はやり目という名前をきかれたことはあるでしょうか?
結膜炎 その中でもウイルス感染で発症し、比較的治癒に時間がかかり、人にもうつす可能性のある、人騒がせな結膜炎のことです。
ウイルス性というだけに、風邪症状が先行することも珍しくなく、耳の前のリンパ節が腫れたりすることもあります。
幼い子供はアッカンベーをした時の、下まぶたの内側に白い膜(偽膜)が張ることもあり、異物感が強いときには、ピンセットでそっと剥がします。
でも結膜炎ですので、時間がかかったり、多少症状が強くても、時が経てば必ず治ります。
ただはやり目の正式名称は、流行性角結膜炎といい、時に角膜に点状の混濁を伴うことがあることが問題です。

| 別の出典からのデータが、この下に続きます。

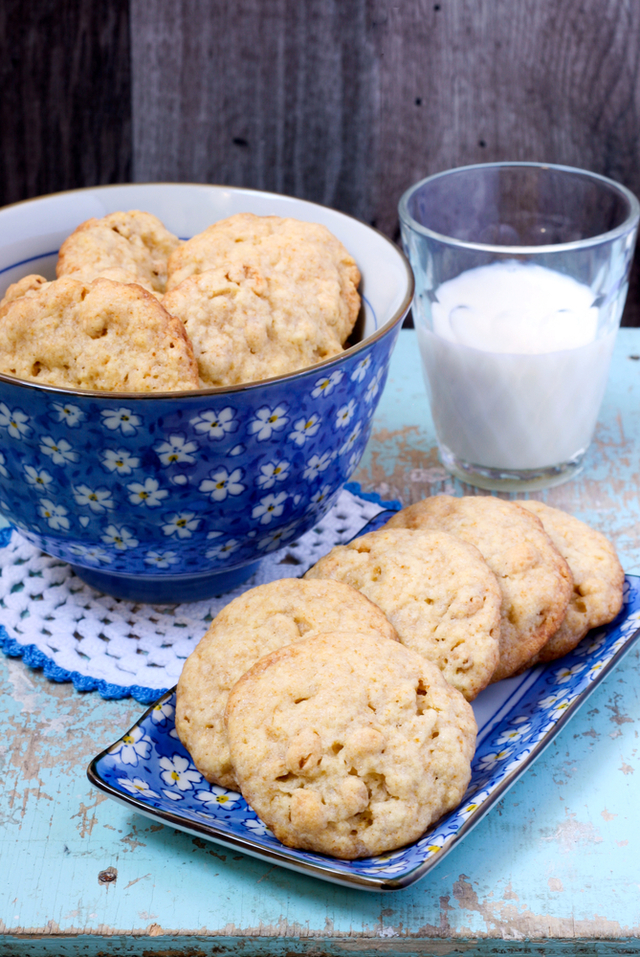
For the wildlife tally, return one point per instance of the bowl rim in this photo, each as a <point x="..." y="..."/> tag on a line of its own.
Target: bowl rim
<point x="397" y="316"/>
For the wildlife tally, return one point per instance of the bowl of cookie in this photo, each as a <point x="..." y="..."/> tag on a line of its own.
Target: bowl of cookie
<point x="188" y="376"/>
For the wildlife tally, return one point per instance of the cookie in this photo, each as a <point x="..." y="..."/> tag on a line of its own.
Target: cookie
<point x="301" y="268"/>
<point x="598" y="578"/>
<point x="252" y="625"/>
<point x="348" y="745"/>
<point x="535" y="580"/>
<point x="126" y="246"/>
<point x="240" y="331"/>
<point x="104" y="336"/>
<point x="24" y="287"/>
<point x="436" y="590"/>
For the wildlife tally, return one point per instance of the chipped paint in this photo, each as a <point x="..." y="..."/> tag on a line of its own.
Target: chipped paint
<point x="548" y="867"/>
<point x="571" y="833"/>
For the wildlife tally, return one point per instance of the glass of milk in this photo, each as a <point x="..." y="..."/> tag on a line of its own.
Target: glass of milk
<point x="521" y="275"/>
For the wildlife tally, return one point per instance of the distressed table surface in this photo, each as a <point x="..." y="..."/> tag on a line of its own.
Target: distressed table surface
<point x="552" y="869"/>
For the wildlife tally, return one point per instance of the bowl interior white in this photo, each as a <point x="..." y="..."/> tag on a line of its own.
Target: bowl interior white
<point x="32" y="232"/>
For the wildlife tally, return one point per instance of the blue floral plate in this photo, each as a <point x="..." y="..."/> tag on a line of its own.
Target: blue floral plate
<point x="149" y="770"/>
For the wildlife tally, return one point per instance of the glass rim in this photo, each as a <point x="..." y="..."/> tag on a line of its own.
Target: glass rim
<point x="630" y="221"/>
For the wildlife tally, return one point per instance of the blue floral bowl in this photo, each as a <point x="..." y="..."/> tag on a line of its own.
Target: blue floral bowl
<point x="177" y="496"/>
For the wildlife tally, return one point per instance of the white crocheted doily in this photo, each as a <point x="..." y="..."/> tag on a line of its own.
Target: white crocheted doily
<point x="56" y="622"/>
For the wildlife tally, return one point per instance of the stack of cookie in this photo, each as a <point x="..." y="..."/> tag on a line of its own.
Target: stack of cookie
<point x="134" y="309"/>
<point x="343" y="740"/>
<point x="548" y="579"/>
<point x="337" y="703"/>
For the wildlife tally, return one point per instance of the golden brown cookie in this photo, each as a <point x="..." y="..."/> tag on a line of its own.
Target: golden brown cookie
<point x="103" y="335"/>
<point x="240" y="331"/>
<point x="301" y="268"/>
<point x="598" y="578"/>
<point x="348" y="745"/>
<point x="436" y="590"/>
<point x="127" y="247"/>
<point x="535" y="580"/>
<point x="249" y="627"/>
<point x="23" y="287"/>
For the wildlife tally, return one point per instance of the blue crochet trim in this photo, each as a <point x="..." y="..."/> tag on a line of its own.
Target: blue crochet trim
<point x="37" y="660"/>
<point x="393" y="505"/>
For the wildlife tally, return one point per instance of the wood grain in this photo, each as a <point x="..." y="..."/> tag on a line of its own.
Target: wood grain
<point x="271" y="94"/>
<point x="344" y="102"/>
<point x="65" y="109"/>
<point x="471" y="81"/>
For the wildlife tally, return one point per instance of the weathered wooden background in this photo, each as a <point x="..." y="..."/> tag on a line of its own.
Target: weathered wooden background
<point x="345" y="102"/>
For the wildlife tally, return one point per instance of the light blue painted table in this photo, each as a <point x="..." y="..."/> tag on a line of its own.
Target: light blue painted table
<point x="553" y="869"/>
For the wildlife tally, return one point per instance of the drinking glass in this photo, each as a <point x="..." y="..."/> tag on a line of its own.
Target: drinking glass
<point x="521" y="273"/>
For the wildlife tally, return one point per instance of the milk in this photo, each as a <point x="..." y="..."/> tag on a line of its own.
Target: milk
<point x="514" y="368"/>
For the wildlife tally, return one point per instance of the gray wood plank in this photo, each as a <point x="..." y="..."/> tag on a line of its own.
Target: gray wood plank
<point x="272" y="94"/>
<point x="65" y="108"/>
<point x="470" y="81"/>
<point x="347" y="102"/>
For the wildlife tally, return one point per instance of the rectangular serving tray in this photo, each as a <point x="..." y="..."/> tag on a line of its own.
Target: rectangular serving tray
<point x="149" y="770"/>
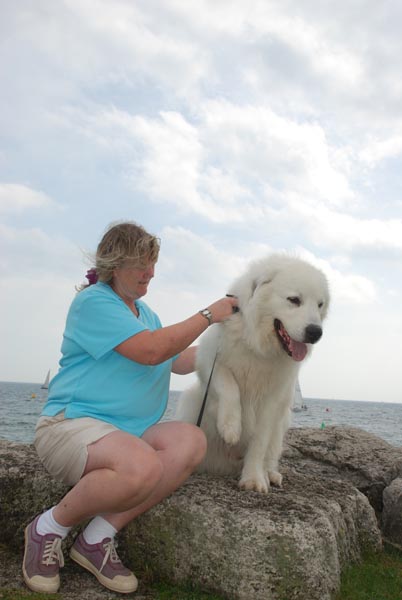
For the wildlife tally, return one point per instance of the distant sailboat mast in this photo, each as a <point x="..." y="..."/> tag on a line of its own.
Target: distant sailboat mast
<point x="46" y="382"/>
<point x="298" y="402"/>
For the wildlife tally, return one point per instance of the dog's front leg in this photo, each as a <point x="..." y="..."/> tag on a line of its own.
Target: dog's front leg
<point x="254" y="476"/>
<point x="229" y="407"/>
<point x="274" y="449"/>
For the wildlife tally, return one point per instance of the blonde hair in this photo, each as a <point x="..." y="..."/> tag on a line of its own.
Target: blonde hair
<point x="122" y="243"/>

大体結膜炎の派手な症状が治まる頃に出てくるので、安心してもう来院されない人も多く、角膜の点状混濁に気づくのが遅れることがあります。
その際ステロイド点眼をすることにより軽快しますが、体調をくずすと再発したり、慢性化することもあります。
最近目が霞むということで、来院した患者さんも同様のケースでした。
ご自分の奥さんと子供さんが、当院を受診し、はやり目ということで点眼薬をさしたら、わりとすぐ良くなった。どうやら自分が感染源だったようで、子どもたちが結膜炎になる前に自分も同じような症状があったけど、充血や目やにといった不快症状がなくなって良かったと思ったら、何だか目が霞んでいるような気がする、ということです。

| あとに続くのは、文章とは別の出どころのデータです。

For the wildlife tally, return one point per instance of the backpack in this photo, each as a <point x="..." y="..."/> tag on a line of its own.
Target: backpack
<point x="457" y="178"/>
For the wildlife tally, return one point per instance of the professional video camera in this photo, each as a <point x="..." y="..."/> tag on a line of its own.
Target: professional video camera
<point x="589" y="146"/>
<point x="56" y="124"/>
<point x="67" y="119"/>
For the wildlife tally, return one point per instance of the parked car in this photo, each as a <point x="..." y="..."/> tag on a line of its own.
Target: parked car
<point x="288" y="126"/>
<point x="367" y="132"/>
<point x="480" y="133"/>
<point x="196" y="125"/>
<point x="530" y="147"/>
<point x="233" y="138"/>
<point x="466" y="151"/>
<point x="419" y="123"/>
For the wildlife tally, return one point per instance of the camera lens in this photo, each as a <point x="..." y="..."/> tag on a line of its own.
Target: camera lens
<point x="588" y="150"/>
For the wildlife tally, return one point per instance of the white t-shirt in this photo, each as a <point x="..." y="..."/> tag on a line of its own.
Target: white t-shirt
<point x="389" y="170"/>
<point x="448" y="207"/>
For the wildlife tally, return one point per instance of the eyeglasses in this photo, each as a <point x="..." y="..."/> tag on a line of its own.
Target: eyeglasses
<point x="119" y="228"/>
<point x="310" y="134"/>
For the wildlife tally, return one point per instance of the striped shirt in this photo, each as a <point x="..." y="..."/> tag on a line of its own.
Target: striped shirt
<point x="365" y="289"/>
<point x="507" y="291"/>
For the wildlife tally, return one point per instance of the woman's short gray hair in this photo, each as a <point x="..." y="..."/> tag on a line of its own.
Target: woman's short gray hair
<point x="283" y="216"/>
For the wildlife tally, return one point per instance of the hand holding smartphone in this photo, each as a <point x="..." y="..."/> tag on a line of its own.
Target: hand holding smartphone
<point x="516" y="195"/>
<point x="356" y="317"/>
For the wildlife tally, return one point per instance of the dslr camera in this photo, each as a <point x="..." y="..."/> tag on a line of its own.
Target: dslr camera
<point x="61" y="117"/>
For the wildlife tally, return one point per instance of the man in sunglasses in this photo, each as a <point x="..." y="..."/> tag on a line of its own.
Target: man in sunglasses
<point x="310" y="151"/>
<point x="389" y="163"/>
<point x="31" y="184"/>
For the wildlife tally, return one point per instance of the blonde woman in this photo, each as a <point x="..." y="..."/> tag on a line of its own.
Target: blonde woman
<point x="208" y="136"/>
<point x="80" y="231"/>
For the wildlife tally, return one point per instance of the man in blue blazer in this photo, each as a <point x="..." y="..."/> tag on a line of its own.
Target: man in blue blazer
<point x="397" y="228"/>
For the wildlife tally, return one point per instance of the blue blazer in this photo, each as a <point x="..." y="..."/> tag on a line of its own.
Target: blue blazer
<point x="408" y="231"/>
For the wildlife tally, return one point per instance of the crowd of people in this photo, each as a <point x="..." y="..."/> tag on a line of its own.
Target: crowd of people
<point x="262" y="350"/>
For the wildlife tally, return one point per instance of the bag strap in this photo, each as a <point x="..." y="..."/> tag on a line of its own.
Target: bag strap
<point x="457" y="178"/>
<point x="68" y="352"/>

やはり上記した角膜混濁を来していましたので、早速ステロイド点眼を処方し、2週間後に来られたときには混濁は、随分良くなっていましたが、眼圧が高くなっており、ステロイド点眼を中止。更に2週間後に来院されたときには、眼圧は正常化していましたが、角膜の混濁が増えているという、何ともジレンマのある状態。

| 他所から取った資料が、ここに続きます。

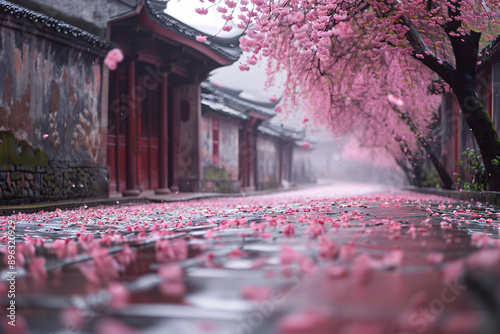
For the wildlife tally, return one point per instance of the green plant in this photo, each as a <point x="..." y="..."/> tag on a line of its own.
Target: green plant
<point x="473" y="164"/>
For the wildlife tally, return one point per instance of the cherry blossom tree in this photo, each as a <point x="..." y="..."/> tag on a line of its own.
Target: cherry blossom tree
<point x="324" y="45"/>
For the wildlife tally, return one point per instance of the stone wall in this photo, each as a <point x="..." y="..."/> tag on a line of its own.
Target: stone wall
<point x="58" y="181"/>
<point x="99" y="12"/>
<point x="51" y="123"/>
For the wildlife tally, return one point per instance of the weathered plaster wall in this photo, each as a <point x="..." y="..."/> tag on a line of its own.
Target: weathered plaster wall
<point x="188" y="98"/>
<point x="222" y="177"/>
<point x="228" y="147"/>
<point x="267" y="162"/>
<point x="206" y="137"/>
<point x="301" y="165"/>
<point x="49" y="101"/>
<point x="99" y="12"/>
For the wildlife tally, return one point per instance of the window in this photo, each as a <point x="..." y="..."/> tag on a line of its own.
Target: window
<point x="215" y="141"/>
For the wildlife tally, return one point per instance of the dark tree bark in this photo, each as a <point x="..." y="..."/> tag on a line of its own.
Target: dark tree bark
<point x="447" y="181"/>
<point x="461" y="77"/>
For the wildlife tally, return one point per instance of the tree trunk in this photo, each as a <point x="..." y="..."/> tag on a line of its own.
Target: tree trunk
<point x="479" y="122"/>
<point x="436" y="162"/>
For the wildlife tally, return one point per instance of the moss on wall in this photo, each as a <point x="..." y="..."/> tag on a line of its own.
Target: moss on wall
<point x="14" y="151"/>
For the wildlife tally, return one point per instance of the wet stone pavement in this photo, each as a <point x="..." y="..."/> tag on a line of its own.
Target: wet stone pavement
<point x="345" y="259"/>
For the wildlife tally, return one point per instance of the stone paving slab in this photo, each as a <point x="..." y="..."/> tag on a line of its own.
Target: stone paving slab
<point x="342" y="258"/>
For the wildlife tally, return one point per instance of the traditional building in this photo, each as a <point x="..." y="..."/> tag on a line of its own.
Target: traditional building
<point x="51" y="118"/>
<point x="241" y="149"/>
<point x="71" y="128"/>
<point x="154" y="99"/>
<point x="456" y="136"/>
<point x="68" y="122"/>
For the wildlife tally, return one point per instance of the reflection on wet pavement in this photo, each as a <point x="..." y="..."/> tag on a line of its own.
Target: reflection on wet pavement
<point x="331" y="259"/>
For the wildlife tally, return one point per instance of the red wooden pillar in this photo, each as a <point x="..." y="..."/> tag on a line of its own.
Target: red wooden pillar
<point x="163" y="140"/>
<point x="131" y="139"/>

ステロイド系の薬に反応し、眼圧が上る人をステロイドレスポンダーと呼びます。
特に頭痛や、眼球の痛み、充血といったわかりやすい症状が一切ないことが殆どで、知らずに使い続け高眼圧が続くと緑内障になってしまいます。
角膜混濁も困りますが、緑内障はもっと困るということで、治療する側もジレンマに陥ります。
はやり目やアレルギー性結膜炎で出す弱めのステロイド点眼で眼圧が上がることはまれですが、軽いと一般に思われる病気も、やはり慎重な取り組みが大切と教えられました。